Justin Cronin's The Passage is an epic tale of monsters; government monsters and the ones they have created. This is a lengthy read and it covers a full century, shifting seamlessly from one time period to another. Yes, it has and will be compared to many other books out there but it definitely has unique qualities that make it worth the read.
In the opening chapters, we are backtracked in time and introduced to an American doctor. Through a series of emails to his close friend the doctor tells of his experiences in a South American jungle on a research expedition. He speaks of the company he is in, his grief over his dead wife and how his group has been unexpectedly joined by U.S. soldiers. His emails continue with a tale of most of the group being attacked by a large colony of bats, then growing extremely ill and dying. Thus we are given the origin of the vampire virus.
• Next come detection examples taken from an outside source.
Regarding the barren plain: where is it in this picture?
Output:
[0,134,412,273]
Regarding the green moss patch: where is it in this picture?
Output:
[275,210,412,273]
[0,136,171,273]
Flash forward some years and we are introduced to Amy, who is the most pivotal character of the book. Amy is the daughter of a woman who has a great deal of hard luck. This woman becomes a prostitute, which eventually leads her to murder someone in self-defense. Knowing that she will be arrested, Amy's mother desserts her, leaving 6-year old Amy in the care of Sister Lacey and her group of nuns.
Meanwhile, in a government compound in Colorado, the doctor from expedition is performing experiments in an effort to create bio-engineered soldiers that are unconquerable. The FBI has been tasked with recruiting 12 prisoners from death-row to take part in these experiments. When FBI Special Agent, Brad Wolgast picked up his last criminal, Anthony Carter, he saw something in the prisoner that caused him to question the prisoners' futures. When the next person to be picked up for the doctor's experiments is 6 year-old Amy, Wolgast knows he must risk everything to save her.